If you create a site or virtual directory, or use a property that depends on others, you must ensure that you know which supporting properties need to be created and set as well. Use the topics in the Metabase Property Reference to learn if a property depends on others.

WMI can only be used if you are configuring an IIS 6.0 server.

Admin Base Objects (ABO)

Use ABO to programmatically configure IIS in a compiled program written in C, C++, or Visual Basic 6.0.

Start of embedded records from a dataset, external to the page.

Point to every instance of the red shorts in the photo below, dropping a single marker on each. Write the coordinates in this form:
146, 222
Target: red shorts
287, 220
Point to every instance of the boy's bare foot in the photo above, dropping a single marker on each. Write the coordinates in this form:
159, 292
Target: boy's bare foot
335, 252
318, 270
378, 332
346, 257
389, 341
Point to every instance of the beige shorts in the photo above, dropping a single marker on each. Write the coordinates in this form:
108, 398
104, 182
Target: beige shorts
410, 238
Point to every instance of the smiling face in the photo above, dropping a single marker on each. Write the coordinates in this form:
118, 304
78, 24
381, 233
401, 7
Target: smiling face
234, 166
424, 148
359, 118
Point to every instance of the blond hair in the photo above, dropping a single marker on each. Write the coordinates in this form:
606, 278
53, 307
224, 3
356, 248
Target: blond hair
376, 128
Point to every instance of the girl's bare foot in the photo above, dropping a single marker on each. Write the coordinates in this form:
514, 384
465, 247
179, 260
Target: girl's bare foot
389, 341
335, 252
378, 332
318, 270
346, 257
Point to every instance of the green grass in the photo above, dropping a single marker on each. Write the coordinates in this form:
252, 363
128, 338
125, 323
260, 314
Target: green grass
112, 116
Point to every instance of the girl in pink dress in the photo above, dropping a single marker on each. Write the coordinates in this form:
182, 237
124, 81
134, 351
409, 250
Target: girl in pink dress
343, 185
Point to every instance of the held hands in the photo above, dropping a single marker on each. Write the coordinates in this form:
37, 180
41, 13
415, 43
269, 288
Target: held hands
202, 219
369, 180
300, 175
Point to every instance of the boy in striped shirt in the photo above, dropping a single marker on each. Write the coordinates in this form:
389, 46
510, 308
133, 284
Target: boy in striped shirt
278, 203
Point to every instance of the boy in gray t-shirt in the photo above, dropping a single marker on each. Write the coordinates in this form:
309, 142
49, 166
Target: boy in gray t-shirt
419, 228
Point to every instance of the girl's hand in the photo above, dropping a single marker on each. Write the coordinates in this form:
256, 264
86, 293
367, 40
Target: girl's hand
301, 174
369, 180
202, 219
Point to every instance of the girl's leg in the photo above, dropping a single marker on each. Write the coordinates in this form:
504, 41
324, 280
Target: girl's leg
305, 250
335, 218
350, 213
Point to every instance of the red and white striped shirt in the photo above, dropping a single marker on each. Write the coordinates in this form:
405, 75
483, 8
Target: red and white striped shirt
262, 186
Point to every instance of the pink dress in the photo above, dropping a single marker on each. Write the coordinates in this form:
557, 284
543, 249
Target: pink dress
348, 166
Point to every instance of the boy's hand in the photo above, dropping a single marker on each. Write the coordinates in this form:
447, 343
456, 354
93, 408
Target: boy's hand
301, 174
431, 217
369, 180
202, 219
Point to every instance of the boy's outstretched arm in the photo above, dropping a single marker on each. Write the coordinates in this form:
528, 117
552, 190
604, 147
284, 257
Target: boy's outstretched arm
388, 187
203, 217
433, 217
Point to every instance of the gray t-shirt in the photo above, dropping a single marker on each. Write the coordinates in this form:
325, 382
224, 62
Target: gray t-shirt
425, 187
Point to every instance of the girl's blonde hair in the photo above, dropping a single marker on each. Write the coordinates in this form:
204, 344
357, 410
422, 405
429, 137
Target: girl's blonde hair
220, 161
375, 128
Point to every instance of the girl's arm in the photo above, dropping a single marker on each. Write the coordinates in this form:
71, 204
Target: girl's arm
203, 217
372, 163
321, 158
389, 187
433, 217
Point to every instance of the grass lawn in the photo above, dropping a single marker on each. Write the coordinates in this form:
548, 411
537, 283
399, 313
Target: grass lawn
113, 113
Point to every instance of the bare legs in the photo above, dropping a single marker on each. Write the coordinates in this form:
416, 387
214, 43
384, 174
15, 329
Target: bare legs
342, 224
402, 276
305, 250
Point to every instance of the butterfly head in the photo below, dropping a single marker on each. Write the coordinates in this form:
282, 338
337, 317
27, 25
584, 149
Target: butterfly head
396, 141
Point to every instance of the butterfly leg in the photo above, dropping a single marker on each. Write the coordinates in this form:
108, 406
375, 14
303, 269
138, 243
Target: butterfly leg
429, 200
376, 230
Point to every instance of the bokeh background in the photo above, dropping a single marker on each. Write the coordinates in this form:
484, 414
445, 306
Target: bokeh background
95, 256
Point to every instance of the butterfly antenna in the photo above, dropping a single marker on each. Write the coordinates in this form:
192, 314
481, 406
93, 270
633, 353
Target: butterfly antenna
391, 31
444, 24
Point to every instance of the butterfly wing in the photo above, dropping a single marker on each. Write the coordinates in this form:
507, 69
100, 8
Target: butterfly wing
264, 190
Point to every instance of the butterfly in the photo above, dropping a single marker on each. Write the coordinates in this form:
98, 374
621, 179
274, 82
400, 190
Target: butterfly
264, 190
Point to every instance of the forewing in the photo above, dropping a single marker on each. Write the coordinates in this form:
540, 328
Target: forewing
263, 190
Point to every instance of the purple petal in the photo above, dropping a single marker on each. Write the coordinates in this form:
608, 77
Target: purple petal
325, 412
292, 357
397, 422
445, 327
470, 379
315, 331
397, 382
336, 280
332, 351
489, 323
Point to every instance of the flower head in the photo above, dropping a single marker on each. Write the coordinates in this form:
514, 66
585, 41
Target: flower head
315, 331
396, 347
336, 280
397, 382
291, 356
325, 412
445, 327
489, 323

To force the in-memory metabase to be written to disk, use the SaveData or Backup methods of the IMSAdminBase interface.

Using ABO is the fastest method of configuring IIS. It is faster than using ADSI or WMI because the ADSI and WMI providers are wrappers for ABO. For more information, see Admin Base Objects in IIS.

If you create a site or virtual directory, or use a property that depends on others, you must ensure that you know which supporting properties need to be created and set as well. Use the topics in the Metabase Property Reference to learn if a property depends on others.

ABO is not scriptable. ABO applications can only be written in C++ or Visual Basic 6.0.

Since ABO accesses IIS at the lowest level, it is more difficult to use than ADSI or WMI because there are no methods that compress multiple lines of ABO code into one method call. Also, there are no safeguards to prevent you from configuring invalid settings.

Other specialized interfaces

User other specialized interfaces such as IIISApplicationAdmin, IIisServiceControl, and IWamAdmin to manage IIS services and create applications.

Configuring large sites or multiple servers is fast and efficient.

These interfaces are not scriptable. They can only be written in C++.

These interfaces do not have as much functionality as ADSI or WMI.